My son is at that stage where he is really starting to feel things – happiness, excitement, rage, fear – but those emotions run away with him because they are all so new and he doesn’t know how to handle them.
You know how it is. Toddler drops toy, sandwiches are cut the wrong way, cup is the wrong colour. Such little things to happen, with such massive consequences. They simply don’t know how to handle it or how to communicate the problem properly. Cue the tears and tantrums, the shouting and the screaming. They know of no other outlet for that raw emotion.
It goes both ways though.
True happiness and excitement often make T violent. We were sitting on the floor of the lounge the other day playing with his stacky cups (which, by the way, are his most favourite toys in the whole wide world at the moment), and singing if you’re happy and you know it clap your hands. He only responds to two verses so far, and they are clap your hands and shake your head, but it’s a song he gets great joy from.

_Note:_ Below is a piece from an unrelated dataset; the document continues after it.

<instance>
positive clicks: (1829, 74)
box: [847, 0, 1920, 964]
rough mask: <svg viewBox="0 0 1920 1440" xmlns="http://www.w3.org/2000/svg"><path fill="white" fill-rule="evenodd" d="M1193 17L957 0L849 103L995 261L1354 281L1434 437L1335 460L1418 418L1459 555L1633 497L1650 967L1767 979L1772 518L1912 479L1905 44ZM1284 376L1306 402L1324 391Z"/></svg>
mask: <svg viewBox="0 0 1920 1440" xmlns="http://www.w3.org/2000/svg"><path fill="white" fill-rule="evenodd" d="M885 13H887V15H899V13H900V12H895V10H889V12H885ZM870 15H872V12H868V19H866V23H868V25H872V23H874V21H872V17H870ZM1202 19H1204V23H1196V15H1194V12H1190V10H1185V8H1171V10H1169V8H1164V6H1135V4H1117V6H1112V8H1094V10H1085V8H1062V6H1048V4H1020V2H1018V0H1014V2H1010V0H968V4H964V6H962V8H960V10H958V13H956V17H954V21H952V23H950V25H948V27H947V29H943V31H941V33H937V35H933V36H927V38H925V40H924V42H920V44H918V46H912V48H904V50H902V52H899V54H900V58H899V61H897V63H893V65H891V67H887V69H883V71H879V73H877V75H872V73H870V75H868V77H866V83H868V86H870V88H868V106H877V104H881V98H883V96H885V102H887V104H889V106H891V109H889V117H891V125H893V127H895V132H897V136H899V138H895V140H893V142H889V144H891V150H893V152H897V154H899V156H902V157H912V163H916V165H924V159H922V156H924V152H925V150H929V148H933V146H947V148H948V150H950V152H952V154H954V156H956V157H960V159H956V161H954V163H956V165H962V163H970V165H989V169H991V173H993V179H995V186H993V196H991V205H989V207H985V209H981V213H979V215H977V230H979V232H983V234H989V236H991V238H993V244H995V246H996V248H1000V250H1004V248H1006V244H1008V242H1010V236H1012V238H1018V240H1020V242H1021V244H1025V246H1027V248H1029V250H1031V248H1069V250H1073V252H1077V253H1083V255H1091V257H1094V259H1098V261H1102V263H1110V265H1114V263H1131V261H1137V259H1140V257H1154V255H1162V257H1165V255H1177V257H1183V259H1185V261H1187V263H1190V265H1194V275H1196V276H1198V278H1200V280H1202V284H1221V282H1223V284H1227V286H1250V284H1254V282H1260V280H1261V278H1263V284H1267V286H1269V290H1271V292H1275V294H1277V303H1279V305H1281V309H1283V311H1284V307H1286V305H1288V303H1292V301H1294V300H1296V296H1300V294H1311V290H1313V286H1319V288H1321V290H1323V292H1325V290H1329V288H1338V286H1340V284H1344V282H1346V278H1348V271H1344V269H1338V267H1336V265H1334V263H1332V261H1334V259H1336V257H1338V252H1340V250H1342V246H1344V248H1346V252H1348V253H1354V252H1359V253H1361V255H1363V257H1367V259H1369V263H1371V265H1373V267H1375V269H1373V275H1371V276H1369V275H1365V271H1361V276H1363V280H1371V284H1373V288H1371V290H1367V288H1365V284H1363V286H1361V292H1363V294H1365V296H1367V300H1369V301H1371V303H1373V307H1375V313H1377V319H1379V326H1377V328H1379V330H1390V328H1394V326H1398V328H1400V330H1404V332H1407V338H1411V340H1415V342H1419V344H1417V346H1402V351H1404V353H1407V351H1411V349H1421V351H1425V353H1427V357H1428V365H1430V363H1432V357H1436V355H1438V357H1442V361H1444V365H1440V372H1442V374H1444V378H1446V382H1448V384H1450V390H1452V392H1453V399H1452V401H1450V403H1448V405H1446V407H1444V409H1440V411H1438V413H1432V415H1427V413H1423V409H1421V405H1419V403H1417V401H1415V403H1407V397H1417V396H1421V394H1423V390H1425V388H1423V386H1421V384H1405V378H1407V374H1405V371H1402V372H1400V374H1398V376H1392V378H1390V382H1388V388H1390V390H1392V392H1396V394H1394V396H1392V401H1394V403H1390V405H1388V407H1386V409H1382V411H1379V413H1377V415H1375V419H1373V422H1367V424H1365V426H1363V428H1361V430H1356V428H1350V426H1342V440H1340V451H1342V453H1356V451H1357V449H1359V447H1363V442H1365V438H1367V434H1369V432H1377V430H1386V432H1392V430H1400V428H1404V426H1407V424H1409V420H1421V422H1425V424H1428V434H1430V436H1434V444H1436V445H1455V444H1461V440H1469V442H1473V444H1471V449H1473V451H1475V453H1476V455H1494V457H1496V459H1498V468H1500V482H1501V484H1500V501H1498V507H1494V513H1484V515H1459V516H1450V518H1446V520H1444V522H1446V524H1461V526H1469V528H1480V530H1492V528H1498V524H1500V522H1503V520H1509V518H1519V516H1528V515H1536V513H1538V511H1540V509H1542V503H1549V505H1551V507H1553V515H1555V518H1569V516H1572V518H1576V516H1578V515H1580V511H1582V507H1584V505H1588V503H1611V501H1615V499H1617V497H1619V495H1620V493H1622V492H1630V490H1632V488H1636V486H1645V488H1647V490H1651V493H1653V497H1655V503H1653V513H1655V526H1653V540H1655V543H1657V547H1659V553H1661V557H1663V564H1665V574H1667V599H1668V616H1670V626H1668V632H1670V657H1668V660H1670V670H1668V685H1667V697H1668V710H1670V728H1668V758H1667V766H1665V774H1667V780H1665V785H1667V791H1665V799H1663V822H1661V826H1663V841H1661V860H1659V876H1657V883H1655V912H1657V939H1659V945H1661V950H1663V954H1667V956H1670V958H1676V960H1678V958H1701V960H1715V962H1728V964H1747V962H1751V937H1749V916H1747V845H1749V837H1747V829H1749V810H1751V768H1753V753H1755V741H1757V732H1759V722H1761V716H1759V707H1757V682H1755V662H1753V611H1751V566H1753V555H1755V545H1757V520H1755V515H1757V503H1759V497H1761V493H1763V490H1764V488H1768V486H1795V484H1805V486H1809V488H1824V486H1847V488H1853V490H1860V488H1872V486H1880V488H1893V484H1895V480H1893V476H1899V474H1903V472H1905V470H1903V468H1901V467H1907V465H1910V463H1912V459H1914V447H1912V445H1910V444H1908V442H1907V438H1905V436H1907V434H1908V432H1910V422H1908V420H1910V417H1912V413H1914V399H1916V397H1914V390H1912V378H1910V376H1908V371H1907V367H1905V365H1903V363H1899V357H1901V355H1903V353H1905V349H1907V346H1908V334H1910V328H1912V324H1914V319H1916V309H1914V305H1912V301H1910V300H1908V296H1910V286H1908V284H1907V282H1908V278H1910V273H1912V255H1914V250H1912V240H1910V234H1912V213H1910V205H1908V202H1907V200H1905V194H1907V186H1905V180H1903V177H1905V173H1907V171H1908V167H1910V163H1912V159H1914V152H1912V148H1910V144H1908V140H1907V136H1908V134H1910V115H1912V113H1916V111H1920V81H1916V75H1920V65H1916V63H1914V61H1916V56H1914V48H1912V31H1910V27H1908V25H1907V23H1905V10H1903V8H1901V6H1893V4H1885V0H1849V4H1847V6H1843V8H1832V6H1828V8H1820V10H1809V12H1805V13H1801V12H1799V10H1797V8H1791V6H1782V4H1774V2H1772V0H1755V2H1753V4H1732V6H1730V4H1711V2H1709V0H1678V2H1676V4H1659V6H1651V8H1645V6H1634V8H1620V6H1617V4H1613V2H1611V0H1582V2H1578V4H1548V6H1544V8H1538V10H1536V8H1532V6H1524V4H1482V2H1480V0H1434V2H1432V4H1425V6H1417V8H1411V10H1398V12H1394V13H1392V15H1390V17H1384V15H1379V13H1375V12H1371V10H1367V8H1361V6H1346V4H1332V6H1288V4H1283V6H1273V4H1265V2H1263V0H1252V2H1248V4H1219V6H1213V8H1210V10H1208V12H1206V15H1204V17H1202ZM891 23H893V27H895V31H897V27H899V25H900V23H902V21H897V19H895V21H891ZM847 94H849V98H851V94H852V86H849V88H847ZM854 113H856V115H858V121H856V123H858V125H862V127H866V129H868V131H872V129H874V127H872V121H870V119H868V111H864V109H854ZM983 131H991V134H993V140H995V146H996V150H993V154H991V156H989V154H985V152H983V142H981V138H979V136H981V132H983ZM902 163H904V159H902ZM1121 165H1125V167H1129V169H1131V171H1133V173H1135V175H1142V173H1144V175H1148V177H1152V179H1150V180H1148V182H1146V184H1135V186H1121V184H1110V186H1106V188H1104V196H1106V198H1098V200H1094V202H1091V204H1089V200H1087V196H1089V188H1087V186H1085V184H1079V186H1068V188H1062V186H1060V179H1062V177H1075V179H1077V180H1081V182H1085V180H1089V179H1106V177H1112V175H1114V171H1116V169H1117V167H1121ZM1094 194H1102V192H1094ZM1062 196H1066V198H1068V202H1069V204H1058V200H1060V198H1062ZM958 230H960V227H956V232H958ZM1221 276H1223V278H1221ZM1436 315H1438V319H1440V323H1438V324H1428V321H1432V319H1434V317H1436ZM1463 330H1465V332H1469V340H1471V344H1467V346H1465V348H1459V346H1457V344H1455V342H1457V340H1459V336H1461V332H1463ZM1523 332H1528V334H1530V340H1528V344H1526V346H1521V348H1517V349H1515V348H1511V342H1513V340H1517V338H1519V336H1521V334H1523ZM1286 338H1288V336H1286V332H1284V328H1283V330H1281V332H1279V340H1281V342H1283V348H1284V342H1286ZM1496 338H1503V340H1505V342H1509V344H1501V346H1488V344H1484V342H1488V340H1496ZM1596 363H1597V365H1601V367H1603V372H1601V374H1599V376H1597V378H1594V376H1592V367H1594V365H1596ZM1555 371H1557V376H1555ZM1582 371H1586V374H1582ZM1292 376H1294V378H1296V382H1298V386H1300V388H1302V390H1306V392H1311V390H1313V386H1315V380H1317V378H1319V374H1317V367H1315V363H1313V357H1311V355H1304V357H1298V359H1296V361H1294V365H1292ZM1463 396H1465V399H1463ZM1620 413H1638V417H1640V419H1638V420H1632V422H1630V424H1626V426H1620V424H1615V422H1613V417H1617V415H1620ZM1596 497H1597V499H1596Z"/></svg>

I shouldn’t have combined it with stacky cup play.
If you’re happy and you know it – OW!
He’d slapped me right across the cheek with his hand. Turning to him, I could see the excitement pouring out of him. He was literally quivering with all this pent-up emotion that he couldn’t control.
This time it was a stacky cup to the head because I’d stopped building the tower. He was laughing like a loon, screaming his head off he was so happy.
Now fellow parents, here is my question to you. In this situation, what would you do? I grabbed the cup off him before he managed to crack my head open with it, and simply said no thank you. I then went on with building the tower. I felt that even though he’d hit me, it hadn’t been naughty as such. By that I mean he didn’t do it to cause pain, he did it with positive energy and positive intention.
I know that at his age (he’s only 1.5) he’s simply exploring boundaries, because that is how they learn. I wasn’t about to turn our happy play time into something negative, not only because I thought it unneccessary, but also because I was quite enjoying myself and I didn’t want it to end.
They say that toddlers (and children) grow out of it, but how much do they need a helping hand? After all, they only grow out of it because those boundaries get learned, along with right and wrong.
This is something I will persist with, and a behaviour which I think almost needs to be ignored…whilst other outlets of emotion are encouraged. Possibly I’ll be right, possibly I’ll be wrong.
I guess it’s going to be a learning curve for both of us!